# Construct a MLP to identify primary vertices 

In this exercise we will calulate the primary vertex from simulated tracks in a detector produced from colliding bunches of protons. We assume that there is one hard proton-proton interaction in an event, at the point we call the primary vertex. These tracks are reconstructed from the hard proton-proton interaction and tend to have higher p<sub>T</sub> values. The majority of the tracks in the event are not from the hard proton-proton interaction, but are from soft proton-proton interactions (pileup) and typically have lower p<sub>T</sub>

Lets simulate the data.
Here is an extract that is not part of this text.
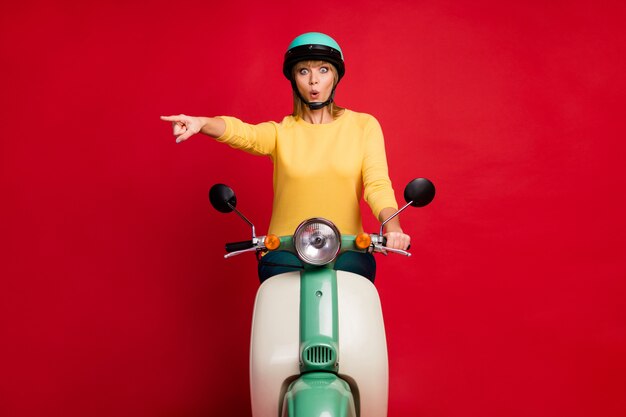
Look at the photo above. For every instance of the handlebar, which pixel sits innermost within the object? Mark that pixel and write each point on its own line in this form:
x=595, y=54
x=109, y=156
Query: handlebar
x=237, y=246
There is no need to understand the details of the data simulation. All you need to know is that the interaction region spans from 0 to 1 in z where for each event there are tracks from pileup events uniformly distributed. For each event there is also a primary vertex at a random position in z which generates tracks around around this point with a higher p<sub>T</sub> distribution

In [None]:
import numpy as np
import matplotlib.pyplot as plt
import tensorflow as tf
from tensorflow import keras

def generateCollisonTracks(numEvents=10000):

    maxTracks = 100
    aveNumPrimaryVertexTracks = 10
    stdNumPrimaryVertexTracks = 3
    vertexResolution = 0.1
    meanPrimaryTrackPt = 50
    stdPrimaryTrackPt = 10
    meanPileUpTrackPt = 10
    stdPileUpTrackPt = 10

    #Allocate memory for dataset
    ds = np.zeros((numEvents,maxTracks,2))
    primary_vertices = np.zeros((numEvents))
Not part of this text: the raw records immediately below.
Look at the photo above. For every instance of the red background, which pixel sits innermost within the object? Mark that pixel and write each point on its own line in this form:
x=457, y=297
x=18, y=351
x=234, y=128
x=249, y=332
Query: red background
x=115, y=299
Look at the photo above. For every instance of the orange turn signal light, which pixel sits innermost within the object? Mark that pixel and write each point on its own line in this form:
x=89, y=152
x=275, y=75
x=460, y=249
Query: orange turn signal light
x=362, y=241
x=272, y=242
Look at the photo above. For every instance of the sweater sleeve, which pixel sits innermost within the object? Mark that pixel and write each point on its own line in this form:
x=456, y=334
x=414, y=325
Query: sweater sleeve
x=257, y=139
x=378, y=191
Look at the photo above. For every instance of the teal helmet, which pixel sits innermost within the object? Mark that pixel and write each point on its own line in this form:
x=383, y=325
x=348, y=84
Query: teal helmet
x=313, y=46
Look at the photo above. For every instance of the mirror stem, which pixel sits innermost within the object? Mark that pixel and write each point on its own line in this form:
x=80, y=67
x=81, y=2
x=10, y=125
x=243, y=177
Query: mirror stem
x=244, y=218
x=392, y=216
    #Be suspicious of loops with libraries that employ vectorisation
    # Not worried about poor performance here
    for ievent in range(numEvents):
        y = np.random.uniform(0.2,0.8)
        numPrimaryVertexTracks = np.random.normal(aveNumPrimaryVertexTracks, stdNumPrimaryVertexTracks, 1).astype(int)[0]
        
        #We want at least 1 track
        if numPrimaryVertexTracks < 1:
            numPrimaryVertexTracks = 1
            
        primaryTracks_z = np.random.normal(y, vertexResolution, numPrimaryVertexTracks)
        primaryTracks_pt = np.random.normal(meanPrimaryTrackPt, stdPrimaryTrackPt, numPrimaryVertexTracks)

        #Numberof tracks from soft collision
        numPileupTracks = maxTracks - numPrimaryVertexTracks

        pileUpTracks_z = np.random.uniform(0.0,1.0, numPileupTracks)
        pileUpTracks_pt = np.random.normal(meanPileUpTrackPt, stdPileUpTrackPt, numPileupTracks)
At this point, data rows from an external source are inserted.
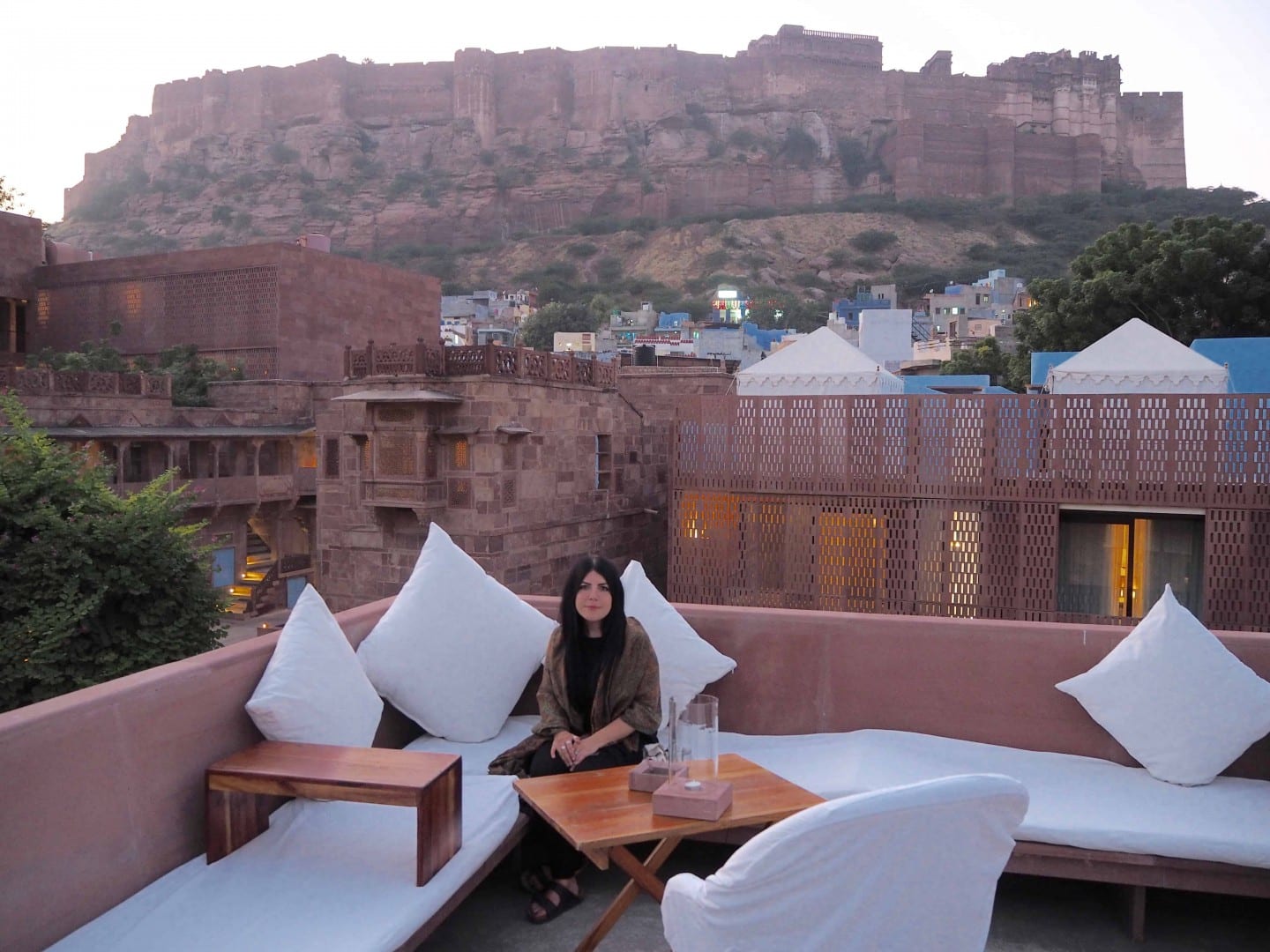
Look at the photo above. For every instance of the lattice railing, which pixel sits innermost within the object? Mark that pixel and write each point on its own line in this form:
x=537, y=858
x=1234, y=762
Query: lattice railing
x=952, y=505
x=1148, y=450
x=38, y=381
x=492, y=360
        #Assign generated events to dataset
        ds[ievent,:numPrimaryVertexTracks,0] =  primaryTracks_z[:]
        ds[ievent,:numPrimaryVertexTracks,1] =  primaryTracks_pt[:]
        ds[ievent,numPrimaryVertexTracks:,0] =  pileUpTracks_z[:]
        ds[ievent,numPrimaryVertexTracks:,1] =  pileUpTracks_pt[:]

        primary_vertices[ievent] = y

        #Shuffle the tracks
        shuffledIndex = np.arange(maxTracks)
        np.random.shuffle(shuffledIndex)
        ds[ievent] = ds[ievent,shuffledIndex]

    return primary_vertices, ds


Generate data by calling the generateCollisonTracks function. This function returns an array with the postion of the primary vertex for each event (p_vtx) and an array with the track information for each event (z and p<sub>T</sub>)

In [None]:
p_vtx, trackData = generateCollisonTracks(10000)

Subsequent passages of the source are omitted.